Erhält die Apotheke eine Retaxierung, sollte zunächst einmal kontrolliert werden, ob die Kasse die Retaxfrist eingehalten hat. Es kommt durchaus vor, dass Krankenkassen oder deren Dienstleister Fehler in der Retaxbegründung machen, indem sie z. B. einen falschen Paragrafen nennen. Doch es kommen sogar auch sachlich falsche Retaxierungen vor, wie in zahlreichen DAP Retax-Newslettern nachgelesen werden kann. Dass die Retaxfrist einzuhalten ist, stellte bereits im Januar 2017 auch das Landessozialgericht Darmstadt fest (Az.: L 8 KR 332/14). In diesem Fall retaxierte die Barmer eine Rezeptfälschung erst zwei Jahre nach der Rezeptbelieferung. Ein Sozialgericht wies die Klage des Apothekers, die Kasse retaxiere nicht innerhalb der Frist, zunächst mit der Begründung ab, dass die Apotheke die Fälschung hätte erkennen müssen. Das Landessozialgericht Darmstadt entschied dann aber zugunsten der Apotheke. Die Begründung lautete, dass es sich bei dieser Frist um eine absolute Ausschlussfrist handele, nach deren Ablauf der Retaxierungsanspruch der Kasse erlösche.

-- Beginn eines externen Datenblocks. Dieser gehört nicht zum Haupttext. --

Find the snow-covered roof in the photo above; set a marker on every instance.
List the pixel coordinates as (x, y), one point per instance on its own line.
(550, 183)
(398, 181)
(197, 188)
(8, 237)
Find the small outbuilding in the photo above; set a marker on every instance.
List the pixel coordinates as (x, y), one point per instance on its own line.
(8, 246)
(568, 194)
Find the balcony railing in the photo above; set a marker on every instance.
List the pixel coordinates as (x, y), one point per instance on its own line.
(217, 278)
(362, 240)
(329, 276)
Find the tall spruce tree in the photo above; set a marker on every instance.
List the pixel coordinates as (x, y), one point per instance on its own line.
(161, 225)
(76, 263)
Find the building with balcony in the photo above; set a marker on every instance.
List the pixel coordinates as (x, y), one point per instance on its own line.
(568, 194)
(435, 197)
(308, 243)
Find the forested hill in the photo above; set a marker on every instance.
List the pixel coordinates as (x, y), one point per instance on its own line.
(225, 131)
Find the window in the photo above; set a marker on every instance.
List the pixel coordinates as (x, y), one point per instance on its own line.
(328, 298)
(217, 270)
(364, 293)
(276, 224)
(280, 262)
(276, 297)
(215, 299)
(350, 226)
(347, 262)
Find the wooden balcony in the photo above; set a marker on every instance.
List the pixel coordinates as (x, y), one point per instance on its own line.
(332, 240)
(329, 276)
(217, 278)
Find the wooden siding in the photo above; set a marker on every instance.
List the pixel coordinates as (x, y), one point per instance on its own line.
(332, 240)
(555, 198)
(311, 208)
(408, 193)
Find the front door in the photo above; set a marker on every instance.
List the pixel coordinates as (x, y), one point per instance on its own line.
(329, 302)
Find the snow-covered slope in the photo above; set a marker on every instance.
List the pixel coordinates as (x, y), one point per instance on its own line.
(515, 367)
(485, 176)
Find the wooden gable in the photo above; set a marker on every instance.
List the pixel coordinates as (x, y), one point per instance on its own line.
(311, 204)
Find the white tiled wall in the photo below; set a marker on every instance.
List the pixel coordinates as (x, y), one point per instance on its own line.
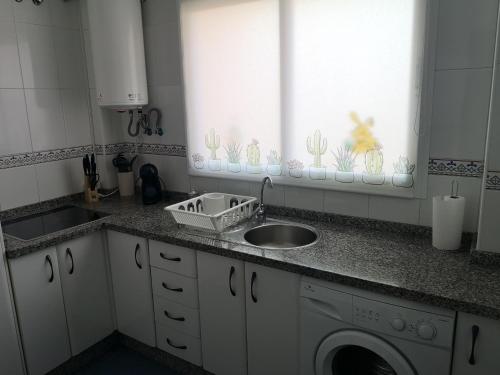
(43, 97)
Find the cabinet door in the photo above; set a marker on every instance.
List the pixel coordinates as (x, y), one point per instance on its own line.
(222, 314)
(40, 309)
(477, 346)
(131, 276)
(82, 265)
(272, 305)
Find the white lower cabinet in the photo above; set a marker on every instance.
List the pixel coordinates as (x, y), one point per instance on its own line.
(249, 316)
(84, 278)
(131, 276)
(272, 306)
(40, 310)
(477, 346)
(221, 284)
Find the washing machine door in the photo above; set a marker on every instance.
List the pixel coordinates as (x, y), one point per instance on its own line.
(352, 352)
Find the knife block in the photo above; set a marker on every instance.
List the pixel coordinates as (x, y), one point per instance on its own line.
(91, 196)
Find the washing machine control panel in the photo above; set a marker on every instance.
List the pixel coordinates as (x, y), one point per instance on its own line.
(403, 322)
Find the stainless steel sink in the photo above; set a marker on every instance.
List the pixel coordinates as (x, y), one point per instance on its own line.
(281, 236)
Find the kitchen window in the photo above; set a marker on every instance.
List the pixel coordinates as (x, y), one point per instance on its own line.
(318, 93)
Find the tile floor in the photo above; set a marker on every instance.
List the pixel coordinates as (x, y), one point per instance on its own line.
(124, 361)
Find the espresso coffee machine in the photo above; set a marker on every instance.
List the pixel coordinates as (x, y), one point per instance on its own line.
(151, 186)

Retaxiert die Krankenkasse innerhalb der vorgegebenen Frist, aber sachlich oder rechnerisch falsch, dann hat die Apotheke die Möglichkeit, innerhalb von drei Monaten nach Eingang des Retaxschreibens bei der Krankenkasse Einspruch einzulegen. Das kann die Apotheke selbst machen oder sich Unterstützung suchen.

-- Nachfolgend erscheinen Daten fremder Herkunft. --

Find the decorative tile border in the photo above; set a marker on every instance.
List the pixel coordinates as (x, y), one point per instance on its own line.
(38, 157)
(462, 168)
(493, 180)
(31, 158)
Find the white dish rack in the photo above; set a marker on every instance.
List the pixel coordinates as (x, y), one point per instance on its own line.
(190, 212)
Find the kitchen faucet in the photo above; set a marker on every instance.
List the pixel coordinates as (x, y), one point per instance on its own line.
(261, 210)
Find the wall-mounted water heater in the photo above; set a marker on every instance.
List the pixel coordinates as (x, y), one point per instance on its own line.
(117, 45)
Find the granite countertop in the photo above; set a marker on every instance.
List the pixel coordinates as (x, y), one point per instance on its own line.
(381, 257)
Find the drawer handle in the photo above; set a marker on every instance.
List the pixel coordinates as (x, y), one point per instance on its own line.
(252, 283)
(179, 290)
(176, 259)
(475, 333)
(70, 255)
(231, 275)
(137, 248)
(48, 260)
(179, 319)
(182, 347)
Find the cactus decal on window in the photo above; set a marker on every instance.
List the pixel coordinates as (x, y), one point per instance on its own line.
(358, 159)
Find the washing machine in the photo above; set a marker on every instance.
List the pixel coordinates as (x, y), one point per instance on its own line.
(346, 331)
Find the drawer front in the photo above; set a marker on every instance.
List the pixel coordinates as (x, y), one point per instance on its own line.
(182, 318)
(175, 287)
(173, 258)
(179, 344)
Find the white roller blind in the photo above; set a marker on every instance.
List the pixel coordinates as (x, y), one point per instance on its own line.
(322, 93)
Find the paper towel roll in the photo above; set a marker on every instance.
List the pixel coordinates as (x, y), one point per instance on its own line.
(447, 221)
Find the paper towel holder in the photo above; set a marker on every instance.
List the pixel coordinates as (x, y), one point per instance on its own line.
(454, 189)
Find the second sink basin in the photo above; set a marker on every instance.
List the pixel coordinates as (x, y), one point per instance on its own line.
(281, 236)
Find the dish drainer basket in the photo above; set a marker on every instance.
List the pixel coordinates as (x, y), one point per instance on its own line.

Retax- und Einspruchsfristen bei Ersatzkassen

Retaxierung: innerhalb von zwölf Monaten nach Ende des Kalendermonats, in dem die Lieferung erfolgte

Einspruch der Apotheke: innerhalb von drei Monaten nach Eingang des Retaxschreibens

Ablehnung / Anerkennung eines Einspruchs: innerhalb von drei Monaten nach Eingang des Einspruchs

Frist für Einspruch und Prüfung des Einspruchs

Auch die Einspruchsfrist ist im Arzneiversorgungsvertrag der Ersatzkassen geregelt:

§ 13 Abs. 2
„Einsprüche gegen Taxdifferenzen können vom Apotheker innerhalb von drei Monaten nach Eingang beim Apotheker geltend gemacht werden.“

Für die Prüfung des Einspruchs hat die Kasse nun wiederum drei Monate Zeit.

§ 13 Abs. 3
„Die Prüfung von Einsprüchen gegen eine ausgesprochene Beanstandung hat innerhalb einer Frist von drei Monaten nach Eingang des Einspruchs bei der Ersatzkasse zu erfolgen.“

Die Kasse teilt der Apotheke innerhalb dieser Frist mit, ob sie den Einspruch anerkennt oder ablehnt. Hört die Apotheke innerhalb von drei Monaten nichts von der retaxierenden Kasse, dann gilt ihr Einspruch automatisch als anerkannt. Das Gleiche gilt übrigens auch für die Retaxierung, wenn die Kasse nach Retaxzusendung von der Apotheke innerhalb der Dreimonatsfrist keinen Einspruch erhält.

Gut zu wissen!

Die Fristen der Primärkassen können abweichen und sind dem jeweiligen Arzneiliefervertrag zu entnehmen.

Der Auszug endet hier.